Caspari, Carl Paul. Norway during the nineteenth century found her most pre-eminent witness for Christ and defender of Christianity in that son of Israel whose name is mentioned above.

Dessau-Roßlau

Carl Paul Caspari was born at Dessau 1814. His parents were orthodox Jews, and his father was a merchant there. In this city, which through Moses Mendelssohn has become so celebrated, the Jewish community influenced many of its citizens in a remarkable manner, on account of their ability and intelligence. They established a Jewish seminary, which was called after Prince Francis, “The Francis School.” It gained a great reputation, and even attracted Christian pupils. German services were held in the synagogue, at that period an unheard-of innovation. The religious instruction in the school was given in an enlightened spirit. Caspari imbibed this influence, and when he attended the Gymnasium it obtained complete control over him.

caspari centre

In 1834 he went to Leipsig, in order to study Oriental languages.  Here he read the Old [154] Testament diligently, but he found in it only the teaching he had formerly received. The New Testament he could not accept. However, he was animated by a strong sense of duty, and he inscribed on his desk the motto, “Thou canst, therefore thou oughtest.” Yet he soon became convinced that his will was a very feeble instrument.

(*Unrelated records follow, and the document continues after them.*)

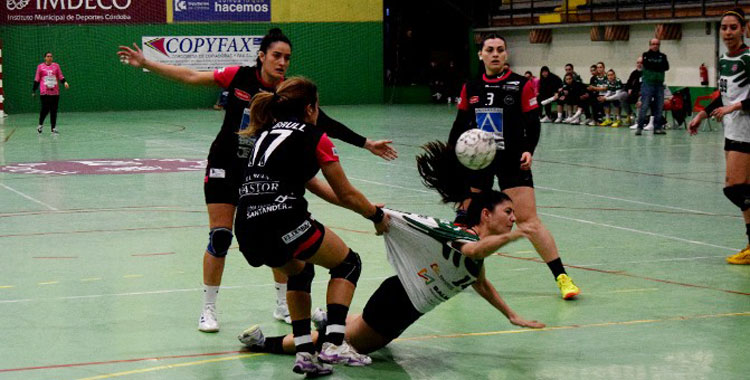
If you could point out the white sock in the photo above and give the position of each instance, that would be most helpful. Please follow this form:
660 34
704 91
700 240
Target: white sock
280 293
209 294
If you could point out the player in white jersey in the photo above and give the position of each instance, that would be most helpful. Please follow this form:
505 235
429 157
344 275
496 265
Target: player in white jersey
733 108
434 261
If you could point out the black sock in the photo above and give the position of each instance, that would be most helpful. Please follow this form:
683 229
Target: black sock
556 267
272 345
302 336
336 323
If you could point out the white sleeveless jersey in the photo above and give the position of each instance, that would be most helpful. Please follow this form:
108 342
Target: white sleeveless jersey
734 85
421 250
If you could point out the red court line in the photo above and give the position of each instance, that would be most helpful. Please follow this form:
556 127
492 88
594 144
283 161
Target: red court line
55 257
152 254
625 274
119 361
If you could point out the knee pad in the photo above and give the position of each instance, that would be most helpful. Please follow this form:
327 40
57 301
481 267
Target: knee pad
349 269
739 195
301 282
219 240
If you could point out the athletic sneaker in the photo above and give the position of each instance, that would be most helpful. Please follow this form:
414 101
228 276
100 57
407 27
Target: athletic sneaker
343 354
282 313
252 336
740 258
567 288
308 364
208 321
319 318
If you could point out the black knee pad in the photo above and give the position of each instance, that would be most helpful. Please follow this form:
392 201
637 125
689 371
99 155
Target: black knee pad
301 282
349 269
739 195
219 240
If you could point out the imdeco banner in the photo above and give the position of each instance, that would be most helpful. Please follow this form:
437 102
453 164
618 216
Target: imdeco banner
82 11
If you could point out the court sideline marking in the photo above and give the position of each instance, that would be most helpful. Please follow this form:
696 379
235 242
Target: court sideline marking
415 338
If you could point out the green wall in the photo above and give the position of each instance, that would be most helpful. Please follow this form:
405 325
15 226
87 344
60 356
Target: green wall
344 58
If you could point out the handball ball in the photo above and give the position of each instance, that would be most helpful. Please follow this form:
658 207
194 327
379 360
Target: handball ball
475 149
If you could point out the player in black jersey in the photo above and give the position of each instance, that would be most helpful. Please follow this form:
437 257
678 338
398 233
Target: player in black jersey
275 228
228 154
503 103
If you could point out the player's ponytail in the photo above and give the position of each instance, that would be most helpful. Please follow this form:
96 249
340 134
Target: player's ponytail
441 171
288 103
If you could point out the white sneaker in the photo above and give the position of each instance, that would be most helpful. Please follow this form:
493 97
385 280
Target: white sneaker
309 364
319 318
208 321
252 336
282 313
343 354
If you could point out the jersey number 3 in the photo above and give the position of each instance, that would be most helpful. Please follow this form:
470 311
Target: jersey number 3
277 136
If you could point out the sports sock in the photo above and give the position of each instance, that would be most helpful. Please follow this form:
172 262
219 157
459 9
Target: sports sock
302 336
209 294
336 323
556 267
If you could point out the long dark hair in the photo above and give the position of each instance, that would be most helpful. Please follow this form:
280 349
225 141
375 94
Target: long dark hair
273 35
441 171
287 103
485 200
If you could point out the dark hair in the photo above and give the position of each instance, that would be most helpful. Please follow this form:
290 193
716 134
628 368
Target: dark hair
273 35
492 36
441 171
288 102
736 12
485 200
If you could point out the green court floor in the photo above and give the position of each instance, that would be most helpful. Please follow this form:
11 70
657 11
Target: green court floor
100 274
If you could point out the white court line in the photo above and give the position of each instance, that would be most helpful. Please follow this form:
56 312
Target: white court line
166 291
641 232
629 201
28 197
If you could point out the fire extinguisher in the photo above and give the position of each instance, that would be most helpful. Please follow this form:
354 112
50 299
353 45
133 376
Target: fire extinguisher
704 74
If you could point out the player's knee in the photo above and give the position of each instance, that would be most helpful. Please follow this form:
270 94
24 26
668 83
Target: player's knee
349 269
219 240
302 281
739 195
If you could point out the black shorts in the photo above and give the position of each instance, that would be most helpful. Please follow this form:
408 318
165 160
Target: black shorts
389 310
274 241
736 146
507 168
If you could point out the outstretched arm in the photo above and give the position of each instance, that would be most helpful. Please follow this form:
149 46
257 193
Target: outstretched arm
489 293
134 57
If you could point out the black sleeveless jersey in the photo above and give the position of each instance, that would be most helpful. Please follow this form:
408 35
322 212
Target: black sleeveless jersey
497 105
242 83
284 157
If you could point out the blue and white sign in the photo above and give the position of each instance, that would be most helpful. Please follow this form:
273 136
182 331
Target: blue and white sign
222 10
490 119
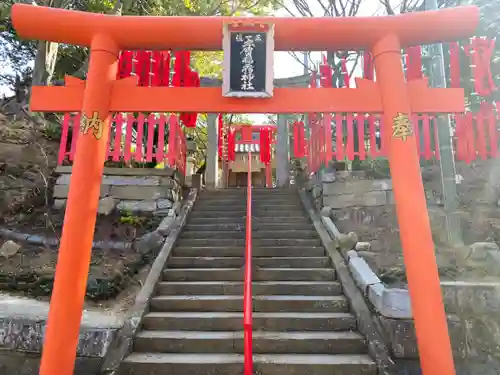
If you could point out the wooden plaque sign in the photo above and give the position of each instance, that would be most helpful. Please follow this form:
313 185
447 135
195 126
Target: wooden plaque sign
248 60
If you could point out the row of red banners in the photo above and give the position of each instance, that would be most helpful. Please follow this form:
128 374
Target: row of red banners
153 69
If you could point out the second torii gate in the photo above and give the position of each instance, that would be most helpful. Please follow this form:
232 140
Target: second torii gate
102 94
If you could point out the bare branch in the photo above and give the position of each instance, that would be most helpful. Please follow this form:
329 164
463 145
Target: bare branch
387 7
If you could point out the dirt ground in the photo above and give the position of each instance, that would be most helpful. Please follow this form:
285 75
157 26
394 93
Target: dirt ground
28 157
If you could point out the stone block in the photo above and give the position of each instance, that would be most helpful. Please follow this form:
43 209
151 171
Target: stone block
362 274
166 225
59 204
356 187
136 206
374 294
106 205
140 192
63 179
9 249
369 199
352 254
149 241
370 258
330 227
164 204
403 343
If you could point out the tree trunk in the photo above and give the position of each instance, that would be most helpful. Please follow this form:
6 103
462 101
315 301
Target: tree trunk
46 54
45 63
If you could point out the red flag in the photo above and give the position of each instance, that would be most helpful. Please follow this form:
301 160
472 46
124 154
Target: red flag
481 51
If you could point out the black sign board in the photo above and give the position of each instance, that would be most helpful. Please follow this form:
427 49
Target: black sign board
248 63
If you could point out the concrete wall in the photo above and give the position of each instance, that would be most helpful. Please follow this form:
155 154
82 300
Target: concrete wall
472 306
134 189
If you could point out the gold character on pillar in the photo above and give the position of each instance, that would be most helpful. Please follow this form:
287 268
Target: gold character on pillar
402 127
94 124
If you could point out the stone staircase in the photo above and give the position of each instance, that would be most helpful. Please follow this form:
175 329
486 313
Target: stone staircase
301 321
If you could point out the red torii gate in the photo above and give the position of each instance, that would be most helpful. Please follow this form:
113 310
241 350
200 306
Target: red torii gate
102 94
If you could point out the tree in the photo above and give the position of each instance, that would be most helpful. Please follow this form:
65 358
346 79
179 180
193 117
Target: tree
326 8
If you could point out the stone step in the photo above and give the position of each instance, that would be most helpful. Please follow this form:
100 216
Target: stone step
259 274
242 207
232 364
232 321
241 220
243 191
265 234
260 303
312 288
343 342
261 251
257 242
231 262
256 226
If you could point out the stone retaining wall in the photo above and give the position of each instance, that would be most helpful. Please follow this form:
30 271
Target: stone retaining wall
471 307
128 189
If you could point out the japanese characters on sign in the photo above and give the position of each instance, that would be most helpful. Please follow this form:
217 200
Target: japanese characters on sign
402 127
248 60
93 124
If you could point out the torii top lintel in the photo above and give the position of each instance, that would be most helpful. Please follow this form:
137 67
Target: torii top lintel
205 33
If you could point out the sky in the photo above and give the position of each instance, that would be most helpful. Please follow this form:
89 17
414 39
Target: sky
286 65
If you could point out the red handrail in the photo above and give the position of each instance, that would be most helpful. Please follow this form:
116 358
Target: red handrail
247 294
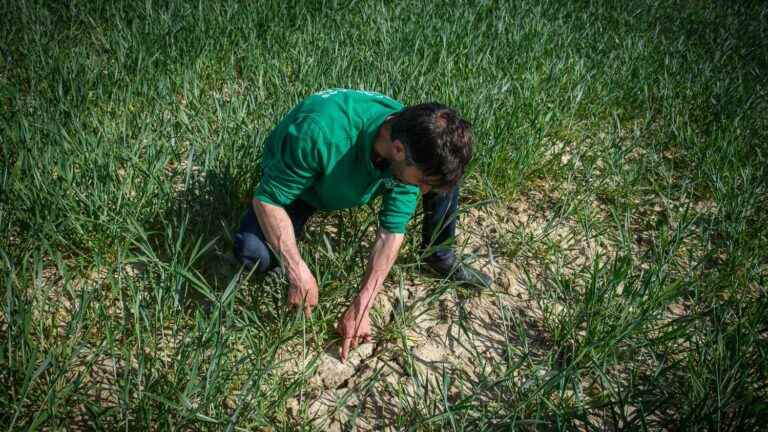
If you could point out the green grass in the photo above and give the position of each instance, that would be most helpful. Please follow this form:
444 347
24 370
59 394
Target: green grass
130 141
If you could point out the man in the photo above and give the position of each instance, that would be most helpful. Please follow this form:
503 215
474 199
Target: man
339 149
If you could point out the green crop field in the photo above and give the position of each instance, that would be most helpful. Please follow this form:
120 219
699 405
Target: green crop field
618 194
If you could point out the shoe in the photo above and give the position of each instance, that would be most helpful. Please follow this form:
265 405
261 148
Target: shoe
457 271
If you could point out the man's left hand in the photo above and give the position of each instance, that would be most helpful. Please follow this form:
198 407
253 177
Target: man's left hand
354 328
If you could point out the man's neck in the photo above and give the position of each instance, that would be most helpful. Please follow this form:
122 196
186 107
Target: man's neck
379 147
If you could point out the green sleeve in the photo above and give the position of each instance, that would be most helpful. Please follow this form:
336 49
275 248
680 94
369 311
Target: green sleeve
291 162
397 208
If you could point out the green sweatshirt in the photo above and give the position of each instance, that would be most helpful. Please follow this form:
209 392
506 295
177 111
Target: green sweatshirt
321 153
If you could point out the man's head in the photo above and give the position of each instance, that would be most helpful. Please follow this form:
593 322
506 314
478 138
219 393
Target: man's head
431 146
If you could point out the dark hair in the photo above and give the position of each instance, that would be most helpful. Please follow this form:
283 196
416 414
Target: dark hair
437 141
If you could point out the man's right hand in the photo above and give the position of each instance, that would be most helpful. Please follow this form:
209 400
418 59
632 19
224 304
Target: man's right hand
278 229
303 289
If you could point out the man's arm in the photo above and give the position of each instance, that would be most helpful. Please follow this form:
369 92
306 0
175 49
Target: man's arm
278 229
354 325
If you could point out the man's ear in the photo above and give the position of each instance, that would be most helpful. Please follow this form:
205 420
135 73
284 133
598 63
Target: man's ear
398 150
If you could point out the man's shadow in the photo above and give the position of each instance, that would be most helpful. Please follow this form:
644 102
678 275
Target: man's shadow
207 207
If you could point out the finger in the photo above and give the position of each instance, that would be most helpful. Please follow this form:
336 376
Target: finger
345 349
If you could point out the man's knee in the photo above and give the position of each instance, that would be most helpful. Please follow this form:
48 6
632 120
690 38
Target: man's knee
252 252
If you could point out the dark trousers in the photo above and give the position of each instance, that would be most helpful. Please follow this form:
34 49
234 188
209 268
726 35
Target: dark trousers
438 228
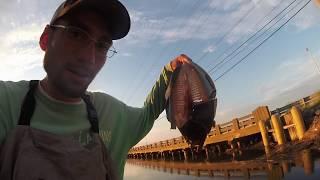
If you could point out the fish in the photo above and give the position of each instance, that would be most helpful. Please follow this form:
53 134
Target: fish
191 103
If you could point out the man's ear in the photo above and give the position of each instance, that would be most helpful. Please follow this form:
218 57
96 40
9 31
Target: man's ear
44 38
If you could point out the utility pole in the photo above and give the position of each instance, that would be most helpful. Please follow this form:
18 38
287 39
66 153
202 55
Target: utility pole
313 59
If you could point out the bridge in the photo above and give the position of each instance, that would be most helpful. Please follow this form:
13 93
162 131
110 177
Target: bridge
280 125
247 169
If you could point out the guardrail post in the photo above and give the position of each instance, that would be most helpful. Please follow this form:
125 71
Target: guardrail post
261 113
298 121
235 124
264 133
218 131
278 129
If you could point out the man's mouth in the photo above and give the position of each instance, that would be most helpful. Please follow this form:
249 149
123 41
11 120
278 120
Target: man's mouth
81 73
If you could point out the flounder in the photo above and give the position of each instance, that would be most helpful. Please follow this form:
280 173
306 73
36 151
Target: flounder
191 103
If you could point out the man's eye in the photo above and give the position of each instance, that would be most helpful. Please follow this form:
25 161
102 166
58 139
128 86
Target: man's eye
102 46
76 34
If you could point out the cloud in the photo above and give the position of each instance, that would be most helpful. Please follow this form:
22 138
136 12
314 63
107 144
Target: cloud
214 20
20 52
307 18
209 49
288 76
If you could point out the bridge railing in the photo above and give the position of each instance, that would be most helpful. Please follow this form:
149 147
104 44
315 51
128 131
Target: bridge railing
236 124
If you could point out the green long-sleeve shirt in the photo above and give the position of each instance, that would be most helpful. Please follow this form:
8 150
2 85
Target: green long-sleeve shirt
121 126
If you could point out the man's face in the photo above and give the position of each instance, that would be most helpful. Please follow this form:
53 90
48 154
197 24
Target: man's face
70 65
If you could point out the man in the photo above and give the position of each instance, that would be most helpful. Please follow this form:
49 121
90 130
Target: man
54 128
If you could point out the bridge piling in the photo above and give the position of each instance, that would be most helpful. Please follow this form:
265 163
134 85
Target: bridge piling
298 121
278 129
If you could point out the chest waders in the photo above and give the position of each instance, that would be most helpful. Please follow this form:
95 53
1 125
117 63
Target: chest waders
34 154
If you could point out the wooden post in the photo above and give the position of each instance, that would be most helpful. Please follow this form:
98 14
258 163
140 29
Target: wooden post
235 124
264 133
218 132
278 129
298 121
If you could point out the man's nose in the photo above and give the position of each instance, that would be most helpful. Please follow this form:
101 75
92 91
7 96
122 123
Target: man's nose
88 53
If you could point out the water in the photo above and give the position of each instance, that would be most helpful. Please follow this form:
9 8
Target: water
303 165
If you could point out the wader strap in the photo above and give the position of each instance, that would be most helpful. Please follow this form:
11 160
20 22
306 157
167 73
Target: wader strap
29 104
92 114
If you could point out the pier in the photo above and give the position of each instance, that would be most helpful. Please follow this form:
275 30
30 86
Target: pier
277 126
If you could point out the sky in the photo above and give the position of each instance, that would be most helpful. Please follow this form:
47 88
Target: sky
216 34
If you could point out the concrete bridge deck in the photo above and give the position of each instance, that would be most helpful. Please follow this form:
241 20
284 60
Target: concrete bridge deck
232 135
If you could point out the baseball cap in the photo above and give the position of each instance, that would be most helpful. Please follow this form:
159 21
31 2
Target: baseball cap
113 11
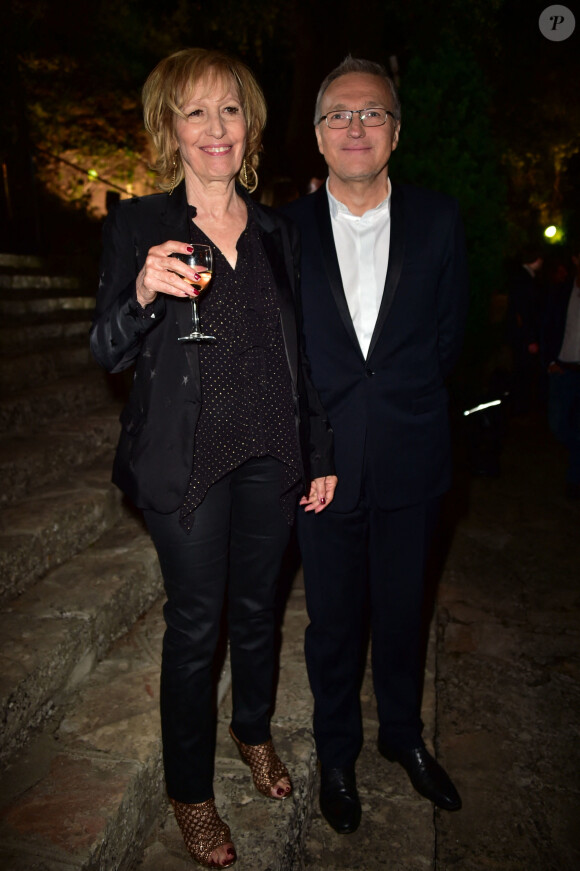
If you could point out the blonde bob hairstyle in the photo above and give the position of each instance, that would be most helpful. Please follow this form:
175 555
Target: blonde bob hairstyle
168 88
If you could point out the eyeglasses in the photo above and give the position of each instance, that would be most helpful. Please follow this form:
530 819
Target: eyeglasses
368 117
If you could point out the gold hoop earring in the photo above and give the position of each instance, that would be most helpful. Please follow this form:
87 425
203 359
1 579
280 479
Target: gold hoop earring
249 185
174 179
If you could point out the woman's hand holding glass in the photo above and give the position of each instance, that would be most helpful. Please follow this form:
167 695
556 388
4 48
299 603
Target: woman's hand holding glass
160 275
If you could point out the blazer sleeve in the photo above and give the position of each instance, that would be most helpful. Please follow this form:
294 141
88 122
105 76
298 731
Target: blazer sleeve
120 322
452 295
320 435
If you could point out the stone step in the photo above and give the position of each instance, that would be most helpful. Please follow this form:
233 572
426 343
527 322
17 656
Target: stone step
30 462
22 282
22 262
49 527
85 795
18 371
17 306
31 409
49 332
55 633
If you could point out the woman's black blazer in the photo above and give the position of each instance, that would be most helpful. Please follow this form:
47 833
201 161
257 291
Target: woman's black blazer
155 451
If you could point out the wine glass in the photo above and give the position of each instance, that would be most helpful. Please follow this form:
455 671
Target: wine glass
201 261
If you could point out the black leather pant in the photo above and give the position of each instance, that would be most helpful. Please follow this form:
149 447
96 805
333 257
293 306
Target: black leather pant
235 547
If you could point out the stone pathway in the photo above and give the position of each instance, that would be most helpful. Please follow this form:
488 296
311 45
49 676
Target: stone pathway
502 703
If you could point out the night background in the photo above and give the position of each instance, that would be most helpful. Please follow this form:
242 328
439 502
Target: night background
490 112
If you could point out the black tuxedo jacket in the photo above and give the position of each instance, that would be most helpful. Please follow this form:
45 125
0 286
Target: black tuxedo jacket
155 452
388 412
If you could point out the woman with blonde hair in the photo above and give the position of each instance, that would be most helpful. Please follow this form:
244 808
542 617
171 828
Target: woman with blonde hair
219 438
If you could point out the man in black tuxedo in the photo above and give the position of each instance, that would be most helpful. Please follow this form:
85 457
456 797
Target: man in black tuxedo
384 296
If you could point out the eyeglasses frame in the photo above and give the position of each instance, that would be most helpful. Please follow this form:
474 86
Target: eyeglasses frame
360 113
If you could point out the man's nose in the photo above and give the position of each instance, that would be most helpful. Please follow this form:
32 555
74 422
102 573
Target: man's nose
356 127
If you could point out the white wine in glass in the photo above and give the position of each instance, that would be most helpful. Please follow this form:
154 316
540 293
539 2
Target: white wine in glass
201 261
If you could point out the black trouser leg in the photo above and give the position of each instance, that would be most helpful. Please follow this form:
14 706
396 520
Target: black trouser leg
195 569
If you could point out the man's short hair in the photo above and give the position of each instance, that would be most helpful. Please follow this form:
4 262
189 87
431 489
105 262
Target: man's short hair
358 65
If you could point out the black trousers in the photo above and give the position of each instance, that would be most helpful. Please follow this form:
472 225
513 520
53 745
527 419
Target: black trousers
365 569
236 544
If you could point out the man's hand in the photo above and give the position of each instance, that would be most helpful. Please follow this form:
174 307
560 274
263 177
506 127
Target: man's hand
321 494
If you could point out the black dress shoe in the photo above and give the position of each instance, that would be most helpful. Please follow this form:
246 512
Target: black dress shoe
339 801
426 775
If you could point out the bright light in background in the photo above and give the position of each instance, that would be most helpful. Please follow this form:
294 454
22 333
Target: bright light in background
553 233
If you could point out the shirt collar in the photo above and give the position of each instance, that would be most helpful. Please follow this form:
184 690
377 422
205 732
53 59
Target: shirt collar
338 210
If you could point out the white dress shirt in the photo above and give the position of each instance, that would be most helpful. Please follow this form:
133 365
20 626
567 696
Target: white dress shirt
570 351
362 246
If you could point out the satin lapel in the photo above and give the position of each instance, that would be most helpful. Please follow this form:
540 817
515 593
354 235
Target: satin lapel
176 227
273 247
396 255
322 212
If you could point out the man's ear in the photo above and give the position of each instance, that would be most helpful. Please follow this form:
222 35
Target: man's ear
319 138
396 135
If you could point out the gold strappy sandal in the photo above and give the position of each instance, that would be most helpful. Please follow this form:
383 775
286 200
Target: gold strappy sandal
203 831
266 767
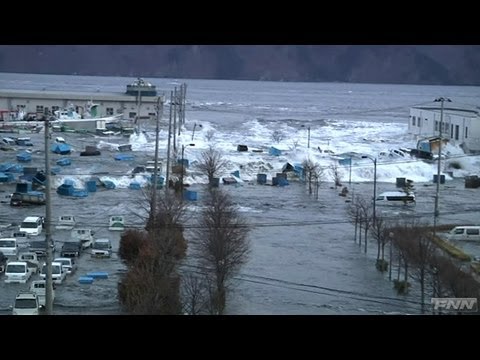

At this period, Granel, who had formerly been his schoolmate at Dessau, and who afterwards was so well known as the Superintendent of the Saxon Foreign Missions, became Caspari’s faithful friend and wise counsellor. Granel persuaded him to carefully read the New Testament. He opened the book at the Acts of the Apostles and read of Paul’s persecution by the Jews. He was impressed with the truthfulness of the narrative, and so he concluded to continue his reading. When he reached the Gospels, the words of Christ and the accounts of His wonderful miracles greatly affected him.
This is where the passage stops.